I think antirez is saying "skew" here when "drift" would be more appropriate. The safety property appears to refer to the different in rates between clocks, rather than the difference in absolute values. That's a much more reasonable assumption, and is likely to be true even with very bad clock hardware over short periods of time.
Obviously the bounded drift assumption,
Exactly that, thanks for the correction, indeed the word I used is wrong, even if probably from the context it was understandable I was referring to drift I'm going to replace the term.
The most obvious issue is that if Redis goes down you could end up with problems if the processes using the locks continue, particularly depending on when and what state Redis restarts.
Another is that you have to take an approach of re-checking out your lock so as not to let it expire if you can't guarantee strict time constraints. Once you do this, you run a risk of something not finishing but extending its lock indefinitely.
A final issue is that you can end up with a situation where there's no guarantee that a waiting task (or whatever you call something that wants a lock or in on a semaphore) will ever run.
I don't really buy those who talk about this being an insane violation 0 state/share nothing. When I've needed these kinds of primitives it rarely has to do with the application state itself - for example I've used the counting semaphores to control how many worker processes can be active. Likewise, I've used the plain locks (and lock-like structures) to do things like insure atomic/ordered writes for user sessions (I suppose session is stateful, but it's also not really shared application state).
In any case, there are some issues, but at the cost of a minimal amount of nursing the ease of implementation and integration often makes Redis a go-to choice for these kinds of things, particularly in resource (hardware) constrained environments. On the other hand if you're operating a scale where you've got multiple datacenters and such, it's a different ballgame.
https://gist.github.com/adewes/6103220
It uses Redis pipelines and watchers to make sure that no race conditions between two processes requiring the same lock occur, and uses "expire" keys to avoid deadlocks.
> so ideally the client should try to send the SET commands to the N instances at the same time using multiplexing.
I am confused. Are the locks requested sequentially, or at the same time? It seem like if they are requested sequentially, the the random backoff time would need to be a large multiple of the combined latency.
As stated in the post, it is ideal if using multiplexing we send the SET to all the instances at the same time, but this does not change a lot the difference between the chosen lock validity and the latency to set the lock, since with 5 instances it is still requires something in the "a few" millisecond range in the average to set the lock, with not very optimized clients, so 1 second is already three order of magnitude more.
What about broadcasting acquire/release messages?
In practical terms this forces you to have the protected code path to be "real time", which is, guaranteed to terminate (or to abort) without the specified time.
You could keep re-acquiring the lock when it gets close to expiring, and stop your process if the lock becomes un-acquirable.
Trying to remember which distributed system model it is that sort of does this. Ring? Mesh?

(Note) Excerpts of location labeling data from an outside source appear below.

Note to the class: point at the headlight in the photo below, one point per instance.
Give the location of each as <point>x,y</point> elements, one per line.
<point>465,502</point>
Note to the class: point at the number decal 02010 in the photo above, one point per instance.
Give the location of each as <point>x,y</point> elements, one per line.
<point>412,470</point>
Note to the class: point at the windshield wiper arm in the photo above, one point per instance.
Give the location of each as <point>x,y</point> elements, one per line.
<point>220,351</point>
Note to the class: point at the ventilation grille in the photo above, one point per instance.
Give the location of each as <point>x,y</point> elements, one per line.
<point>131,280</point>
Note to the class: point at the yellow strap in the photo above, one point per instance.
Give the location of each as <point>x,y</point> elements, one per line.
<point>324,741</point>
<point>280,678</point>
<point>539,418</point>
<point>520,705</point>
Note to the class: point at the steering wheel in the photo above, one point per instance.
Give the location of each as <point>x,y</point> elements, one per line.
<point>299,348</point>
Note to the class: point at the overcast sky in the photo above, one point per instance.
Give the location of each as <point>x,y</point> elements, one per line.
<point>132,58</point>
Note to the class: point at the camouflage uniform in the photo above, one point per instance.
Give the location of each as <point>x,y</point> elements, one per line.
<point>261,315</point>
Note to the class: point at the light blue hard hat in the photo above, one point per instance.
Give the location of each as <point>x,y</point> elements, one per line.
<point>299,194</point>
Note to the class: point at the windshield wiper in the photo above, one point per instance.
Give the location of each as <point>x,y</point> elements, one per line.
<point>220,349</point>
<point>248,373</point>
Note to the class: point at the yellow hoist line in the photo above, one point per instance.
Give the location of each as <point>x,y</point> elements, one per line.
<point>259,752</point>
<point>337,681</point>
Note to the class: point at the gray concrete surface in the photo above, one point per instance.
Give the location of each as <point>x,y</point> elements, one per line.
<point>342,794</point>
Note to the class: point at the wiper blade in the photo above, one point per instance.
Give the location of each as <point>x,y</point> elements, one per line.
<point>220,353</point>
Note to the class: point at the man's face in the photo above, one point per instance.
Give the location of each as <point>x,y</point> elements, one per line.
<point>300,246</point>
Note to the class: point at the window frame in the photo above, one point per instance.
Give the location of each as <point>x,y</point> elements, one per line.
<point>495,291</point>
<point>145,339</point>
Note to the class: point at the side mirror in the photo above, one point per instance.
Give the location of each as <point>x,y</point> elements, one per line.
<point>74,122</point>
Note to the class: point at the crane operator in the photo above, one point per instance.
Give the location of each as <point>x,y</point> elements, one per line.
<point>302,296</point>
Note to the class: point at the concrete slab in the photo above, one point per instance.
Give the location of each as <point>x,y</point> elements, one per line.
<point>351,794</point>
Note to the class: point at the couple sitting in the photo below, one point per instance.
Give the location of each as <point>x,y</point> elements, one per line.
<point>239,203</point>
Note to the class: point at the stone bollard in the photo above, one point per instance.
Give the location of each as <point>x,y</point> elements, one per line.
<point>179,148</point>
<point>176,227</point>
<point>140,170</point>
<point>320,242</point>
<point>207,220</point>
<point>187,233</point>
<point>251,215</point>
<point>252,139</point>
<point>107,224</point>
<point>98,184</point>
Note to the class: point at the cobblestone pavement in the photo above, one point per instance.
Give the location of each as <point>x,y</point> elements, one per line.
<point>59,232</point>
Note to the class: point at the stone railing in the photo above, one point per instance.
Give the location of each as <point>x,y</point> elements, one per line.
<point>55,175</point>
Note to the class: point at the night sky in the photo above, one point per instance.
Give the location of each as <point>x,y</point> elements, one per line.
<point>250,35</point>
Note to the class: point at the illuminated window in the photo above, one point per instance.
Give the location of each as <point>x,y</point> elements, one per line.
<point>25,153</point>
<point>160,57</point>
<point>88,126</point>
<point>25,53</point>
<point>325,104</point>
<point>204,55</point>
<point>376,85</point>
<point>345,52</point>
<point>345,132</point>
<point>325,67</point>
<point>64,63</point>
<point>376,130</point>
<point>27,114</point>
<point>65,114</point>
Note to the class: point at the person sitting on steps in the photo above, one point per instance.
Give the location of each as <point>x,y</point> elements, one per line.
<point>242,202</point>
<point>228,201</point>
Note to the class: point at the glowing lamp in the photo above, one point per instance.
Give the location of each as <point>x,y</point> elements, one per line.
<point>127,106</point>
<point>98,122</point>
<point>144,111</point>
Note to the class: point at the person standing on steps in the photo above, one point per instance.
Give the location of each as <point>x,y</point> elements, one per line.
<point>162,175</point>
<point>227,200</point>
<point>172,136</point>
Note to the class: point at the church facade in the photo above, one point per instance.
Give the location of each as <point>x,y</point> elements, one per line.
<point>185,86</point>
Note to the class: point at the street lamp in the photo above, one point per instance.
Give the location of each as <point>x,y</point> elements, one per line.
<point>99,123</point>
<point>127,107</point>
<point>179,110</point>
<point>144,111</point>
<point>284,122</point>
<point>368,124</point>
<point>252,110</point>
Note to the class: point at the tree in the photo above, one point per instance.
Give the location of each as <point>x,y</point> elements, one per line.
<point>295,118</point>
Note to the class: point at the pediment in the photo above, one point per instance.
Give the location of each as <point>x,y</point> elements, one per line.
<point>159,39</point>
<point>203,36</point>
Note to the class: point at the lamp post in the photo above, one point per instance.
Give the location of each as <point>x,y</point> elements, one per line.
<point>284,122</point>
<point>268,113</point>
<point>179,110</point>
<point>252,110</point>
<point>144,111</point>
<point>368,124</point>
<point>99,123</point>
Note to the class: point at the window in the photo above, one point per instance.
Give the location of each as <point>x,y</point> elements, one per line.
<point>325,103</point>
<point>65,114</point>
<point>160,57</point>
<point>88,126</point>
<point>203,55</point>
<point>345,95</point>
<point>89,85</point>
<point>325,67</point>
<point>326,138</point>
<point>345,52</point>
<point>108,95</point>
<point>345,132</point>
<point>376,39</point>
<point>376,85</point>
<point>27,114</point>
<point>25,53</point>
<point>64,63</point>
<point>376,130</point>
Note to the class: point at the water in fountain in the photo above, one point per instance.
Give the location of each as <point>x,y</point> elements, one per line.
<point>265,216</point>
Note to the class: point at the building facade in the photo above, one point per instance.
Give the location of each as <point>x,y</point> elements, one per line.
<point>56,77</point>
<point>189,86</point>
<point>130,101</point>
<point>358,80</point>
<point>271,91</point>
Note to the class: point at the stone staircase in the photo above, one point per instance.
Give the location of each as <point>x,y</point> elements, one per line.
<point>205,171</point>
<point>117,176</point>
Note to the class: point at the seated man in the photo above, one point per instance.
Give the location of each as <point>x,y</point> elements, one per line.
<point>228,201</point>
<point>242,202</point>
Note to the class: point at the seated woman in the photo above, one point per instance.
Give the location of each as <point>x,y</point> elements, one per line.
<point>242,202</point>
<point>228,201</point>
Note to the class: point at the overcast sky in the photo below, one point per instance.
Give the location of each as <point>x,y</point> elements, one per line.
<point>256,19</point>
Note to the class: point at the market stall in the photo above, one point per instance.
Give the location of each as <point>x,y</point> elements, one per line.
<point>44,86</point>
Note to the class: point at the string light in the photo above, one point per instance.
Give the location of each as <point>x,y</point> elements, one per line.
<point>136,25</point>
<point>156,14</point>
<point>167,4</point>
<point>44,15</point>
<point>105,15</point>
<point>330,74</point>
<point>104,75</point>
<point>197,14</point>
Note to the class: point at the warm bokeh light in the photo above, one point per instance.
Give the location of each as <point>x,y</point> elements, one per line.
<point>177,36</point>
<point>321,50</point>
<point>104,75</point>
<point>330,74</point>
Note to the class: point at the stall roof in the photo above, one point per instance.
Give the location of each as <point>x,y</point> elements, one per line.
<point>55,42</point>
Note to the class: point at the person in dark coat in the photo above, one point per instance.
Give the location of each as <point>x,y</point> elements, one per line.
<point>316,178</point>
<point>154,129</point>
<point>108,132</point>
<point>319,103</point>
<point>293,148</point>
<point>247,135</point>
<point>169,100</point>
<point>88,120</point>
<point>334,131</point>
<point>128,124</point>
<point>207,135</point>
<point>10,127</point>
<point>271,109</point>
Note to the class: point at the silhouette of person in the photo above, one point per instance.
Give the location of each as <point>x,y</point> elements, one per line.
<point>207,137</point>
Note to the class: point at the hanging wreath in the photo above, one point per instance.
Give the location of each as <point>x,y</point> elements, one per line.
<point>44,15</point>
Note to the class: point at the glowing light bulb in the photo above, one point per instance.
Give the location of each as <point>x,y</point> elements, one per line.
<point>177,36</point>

Think about implementing something like the TPC-C load on a distributed database. Many parts of that load can be done sharded, with a shared-nothing model. Other parts need some level of coordination, and some need true serializability (which requires significant coordination). The pieces that can be built on shared-nothing primitives should be built on shared-nothing primitives. However, it's not useful to pretend that the pieces that require coordination simply don't exist.
Similarly, immutability is a good goal. An append-only log of immutable data items is often a very good mental model, and frequently a good implementation model, for distributed databases. It isn't universally applicable, though, and may put constraints on the possible supportable operations that add complexity to other parts of the system.